Muhemmetimin Iminov (Note: His given name has also been transliterated in English as Muhemmet'imin, Muhemmet Imin, Muhammad Amin, Memtimin, and Mamtimin.) (Note:
- 买买提伊敏·伊敏诺夫 (Mǎimǎitíyīmǐn Yīmǐnnuòfū)
- مۇھەممەتئىمىن ئىمىنوف
) (August 1915 – 17 May 1970) was a Chinese politician who held high-ranking positions in the local governments of Xinjiang. An ethnic Uyghur from the far-western city of Artush, Muhemmetimin began his political career in the Xinjiang People's Anti-Imperialist Association, a pro-Soviet and anti-Kuomintang organisation. He then became a prominent figure in the Second East Turkestan Republic, serving as a cavalry commander in the East Turkestan National Army and as a central executive committee member of the East Turkestan Revolutionary Party. He joined the Chinese Communist Party in 1950, following the incorporation of Xinjiang into the People's Republic of China the previous year. He later served as the Vice Chairman of the Xinjiang Uyghur Autonomous Region and the Deputy Commander of the Southern Xinjiang Military Region.
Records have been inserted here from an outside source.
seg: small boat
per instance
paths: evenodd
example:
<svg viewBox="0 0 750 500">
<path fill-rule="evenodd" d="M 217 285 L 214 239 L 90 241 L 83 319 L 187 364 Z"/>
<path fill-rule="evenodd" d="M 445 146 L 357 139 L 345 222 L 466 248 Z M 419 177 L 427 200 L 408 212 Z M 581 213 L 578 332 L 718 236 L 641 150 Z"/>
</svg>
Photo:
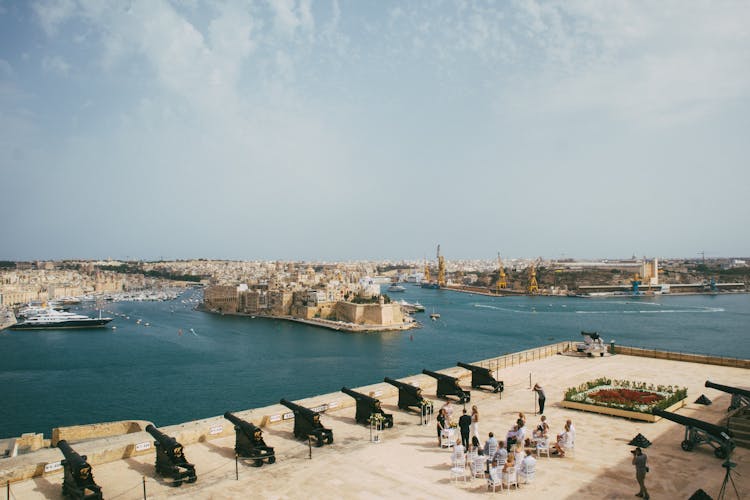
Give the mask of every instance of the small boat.
<svg viewBox="0 0 750 500">
<path fill-rule="evenodd" d="M 406 291 L 406 288 L 402 287 L 398 283 L 393 283 L 391 286 L 389 286 L 386 291 L 388 292 L 404 292 Z"/>
<path fill-rule="evenodd" d="M 439 317 L 440 317 L 440 313 L 436 313 L 435 310 L 433 309 L 432 313 L 430 314 L 430 319 L 432 321 L 437 321 Z"/>
</svg>

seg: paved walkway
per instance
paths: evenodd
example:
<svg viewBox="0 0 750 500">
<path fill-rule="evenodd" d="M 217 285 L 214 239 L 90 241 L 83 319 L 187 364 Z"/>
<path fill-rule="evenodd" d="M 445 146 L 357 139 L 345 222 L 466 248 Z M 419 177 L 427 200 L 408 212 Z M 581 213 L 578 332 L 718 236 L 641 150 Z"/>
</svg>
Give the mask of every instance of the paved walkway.
<svg viewBox="0 0 750 500">
<path fill-rule="evenodd" d="M 532 380 L 539 381 L 547 392 L 545 414 L 552 431 L 561 431 L 565 420 L 573 419 L 577 449 L 571 457 L 539 459 L 533 484 L 503 494 L 518 499 L 635 498 L 638 487 L 629 453 L 633 447 L 627 443 L 642 433 L 653 443 L 645 450 L 651 468 L 646 484 L 653 499 L 686 499 L 698 488 L 717 497 L 725 473 L 722 461 L 707 446 L 690 453 L 682 451 L 682 426 L 668 420 L 649 424 L 567 410 L 559 406 L 559 401 L 567 387 L 601 376 L 685 385 L 689 404 L 680 414 L 718 423 L 726 414 L 729 396 L 707 389 L 703 383 L 710 379 L 747 386 L 747 370 L 624 355 L 559 355 L 525 363 L 499 374 L 506 387 L 502 398 L 472 391 L 472 404 L 480 411 L 483 440 L 489 431 L 504 436 L 519 411 L 526 413 L 530 428 L 536 425 L 533 393 L 528 388 L 530 373 Z M 426 388 L 426 395 L 435 399 L 431 391 L 434 388 Z M 714 404 L 693 404 L 701 394 Z M 394 414 L 395 427 L 384 431 L 382 442 L 370 443 L 369 430 L 354 423 L 354 408 L 345 408 L 322 417 L 324 425 L 334 430 L 335 443 L 313 448 L 309 459 L 306 443 L 295 441 L 291 436 L 292 423 L 285 422 L 264 433 L 266 442 L 276 447 L 278 462 L 261 468 L 240 463 L 239 480 L 235 480 L 233 438 L 187 446 L 185 453 L 196 464 L 198 481 L 180 488 L 170 488 L 155 479 L 150 455 L 95 465 L 94 477 L 108 500 L 143 498 L 144 477 L 148 498 L 456 499 L 492 495 L 484 480 L 457 484 L 450 480 L 450 452 L 438 447 L 434 423 L 418 425 L 416 415 L 396 408 L 395 398 L 383 403 L 385 411 Z M 454 406 L 457 420 L 461 406 Z M 741 474 L 734 476 L 740 498 L 750 498 L 750 450 L 738 448 L 732 460 L 737 463 L 735 471 Z M 16 483 L 12 485 L 11 498 L 60 498 L 61 483 L 60 473 Z M 726 498 L 735 498 L 734 492 L 730 493 Z"/>
</svg>

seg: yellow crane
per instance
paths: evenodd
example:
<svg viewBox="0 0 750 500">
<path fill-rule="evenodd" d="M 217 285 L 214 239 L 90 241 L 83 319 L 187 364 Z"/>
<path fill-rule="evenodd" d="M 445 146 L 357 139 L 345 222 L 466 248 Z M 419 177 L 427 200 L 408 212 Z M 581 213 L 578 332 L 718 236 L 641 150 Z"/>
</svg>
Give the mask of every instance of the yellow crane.
<svg viewBox="0 0 750 500">
<path fill-rule="evenodd" d="M 438 275 L 437 284 L 440 288 L 445 286 L 445 257 L 440 255 L 440 244 L 437 246 Z"/>
<path fill-rule="evenodd" d="M 422 283 L 429 283 L 430 282 L 430 263 L 427 260 L 427 257 L 425 256 L 424 259 L 424 278 L 422 278 Z"/>
<path fill-rule="evenodd" d="M 534 262 L 529 268 L 529 286 L 526 288 L 529 295 L 536 295 L 539 293 L 539 284 L 536 282 L 536 262 Z"/>
<path fill-rule="evenodd" d="M 505 269 L 503 268 L 503 260 L 500 258 L 500 252 L 497 253 L 497 267 L 498 276 L 497 283 L 495 284 L 495 292 L 500 293 L 500 290 L 508 288 L 508 282 L 505 279 Z"/>
</svg>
Muhemmetimin was denounced during the Anti-Rightist Campaign and the Campaign Against Local Nationalism as an "ethnic nationalist" and "counter revolutionary" of the late 1950s, despite the efforts of his friend and colleague, Xinjiang government chairman Seypidin Azizi. He was purged during the Cultural Revolution and died on 17 May 1970; however, he was posthumously rehabilitated by the CCP in October 1986 and his remains were moved to the Ürümqi Revolutionary Martyrs Cemetery. He was survived by a son named Polat and two daughters who fled to the Soviet Union in 1962.